Benin's minister for petroleum and mineral research, Barthelemy Kassa informed that researches were being carried out in the coastal sedimentary basins. He invited Indian companies in some specific blocks. Kenya's assistant minister for energy, Mohamed M Mohamud informed that 15 blocks are currently available for bidding. He invited Indian participation in jetty construction, upgrading of refining technology, expansion of pipelines and additional storage facilities. Tanzania's minister for energy and minerals, William Mganga Ngeleja informed that two new gas fields - Mkuranga and Kiliwani - were expected to be developed. He solicited help for construction of petroleum pipeline from Dar es Salam to Mwanza.
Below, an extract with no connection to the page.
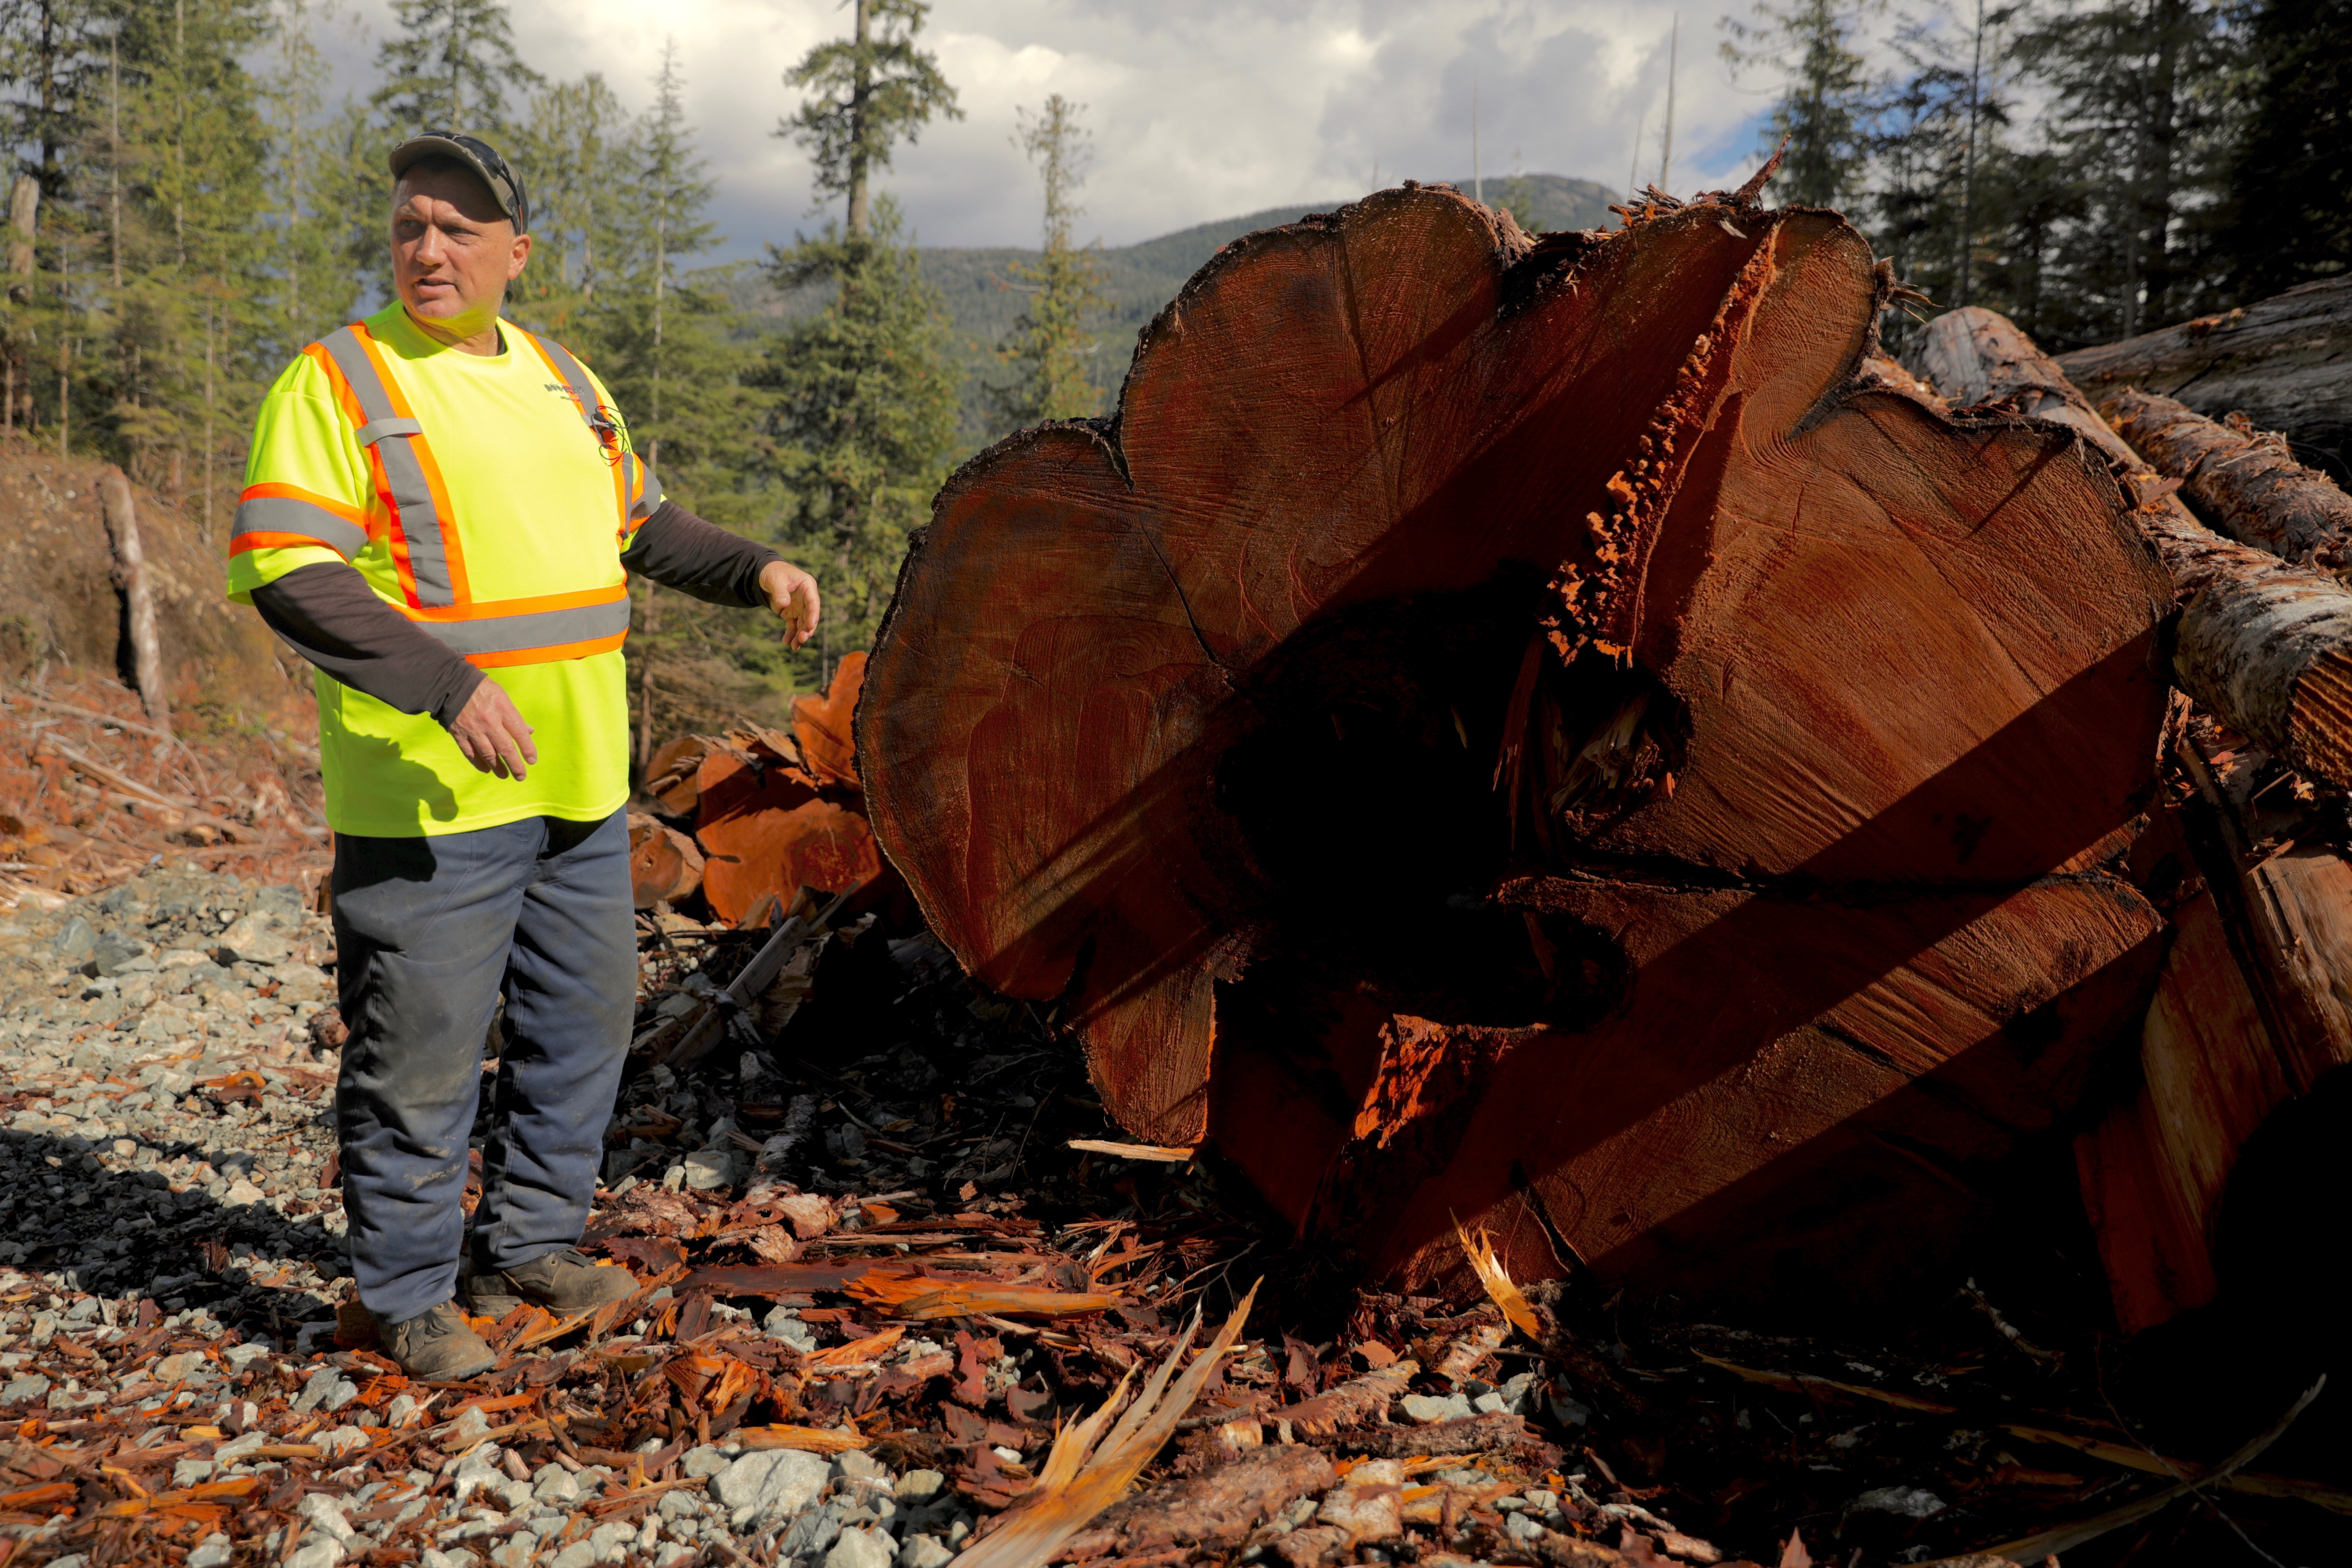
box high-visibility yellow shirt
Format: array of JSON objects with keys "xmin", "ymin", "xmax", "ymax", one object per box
[{"xmin": 230, "ymin": 302, "xmax": 650, "ymax": 838}]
He invited Indian participation in infrastructure, gas-based power plants, fertiliser and cement units, coal-to-liquid technology for methanol production, CNG/PNG for domestic and transportation needs, export of natural gas and setting up of LNG terminals in PPP mode.

Uganda minister for energy and mineral development, Hilary Onek emphasised the need for petroleum production in 10 explorable blocks of Albertine Graben. He said that his country intends to develop medium to large refineries, implement short to long-term plans for developing resources and develop power sector through private sector participation.

Africa has much to give to India and the rest of the world provided the partnerships are on basis of mutual benefit and aiming at Africa's development, not exploitation. The African leaders have made this clear in different such fora hosted by India. India too has responded by announcing $ 5.4 billion loan for development of Africa, supported by $ 500 million in grants for capacity building, doubling of scholarships to African students studying in India, increasing capacity building positions under India's International Technical And Economic Programme and a duty free tariff preferential scheme to encourage African exports to India. Yet much needs to be done to bring both sides to an effective mutual cooperation.